Effect on Diurnal Intraocular Pressure Variation of Eliminating the α-2 Adrenergic Receptor Subtypes in the Mouse

Abstract

To investigate the effect on circadian variation of intraocular pressure (IOP) of eliminating the alpha2A-, alpha2B-, or the alpha2C-adrenergic receptor subtypes in the mouse. A microneedle method was used to measure IOP in knockout mice lacking the alpha2A-, alpha2B-, or the alpha2C-receptor (alpha2A-R(-/-), alpha2B-R(-/-), alpha2C-R(-/-)), in wild-type mice of the alpha2B knockout strain (alpha2B-R(+/+)), and in the background strain mice, C57BL/6. All mice were maintained in a 12-hour light-dark cycle commencing at 0600 hours. IOP was measured at 0900 and 2100 hours in the five groups: C57BL/6 (n = 8), alpha2A-R(-/-) (n = 10), alpha2B-R(-/-) (n = 8), alpha2B-R(+/+) (n = 8), and alpha2C-R(-/-) (n = 10). In parallel experiments, eyes from the alpha2A-R(-/-), alpha2B-R(-/-), alpha2C-R(-/-), and C57BL/6 mice were embedded in epoxy resin, and semithin sections were stained with toluidine blue.
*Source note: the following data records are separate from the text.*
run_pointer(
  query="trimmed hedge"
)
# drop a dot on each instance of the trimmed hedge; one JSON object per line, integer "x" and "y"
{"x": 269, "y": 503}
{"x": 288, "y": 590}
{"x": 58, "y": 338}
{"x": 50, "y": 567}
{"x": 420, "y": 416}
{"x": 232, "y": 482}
IOP at 0900 hours in B6, alpha2A-R(-/-), alpha2B-R(-/-), alpha2B-R(+/+), and alpha2C-R(-/-) mice was 17.1 +/- 1.8, 17.7 +/- 1.4, 17.1 +/- 2.1, 17.6 +/- 1.3, and 17.3 +/- 0.9 mm Hg, respectively (mean +/- SD). IOP at 2100 hours in the same eyes was 19.6 +/- 1.9, 19.2 +/- 2.2, 20.5 +/- 1.5, 19.7 +/- 0.8, and 21.3 +/- 2.7 mm Hg, respectively. There was no significant difference among these genotypes in IOP measured at either time point (P > 0.05, ANOVA). Within each genotype, IOP at 2100 hours was significantly higher than IOP at 0900 hours (C57BL/6, alpha2B-R(-/-), alpha2B-R(+/+), and alpha2C-R(-/-): P < 0.01; alpha2A-R(-/-): P < 0.05, paired t-test). Differences in the diurnal IOP change among the different genotypes were insignificant (P > 0.05, ANOVA). Histopathologic assessment found minimal differences in the structural organization of the anterior segment among the alpha2A-R(-/-), alpha2B-R(-/-),alpha2C-R(-/-), or C57BL/6 mice. These results indicate that IOP magnitude and circadian variation are minimally altered by the absence of the alpha2A-, alpha2B-, or alpha2C-receptor subtypes in transgenic mice.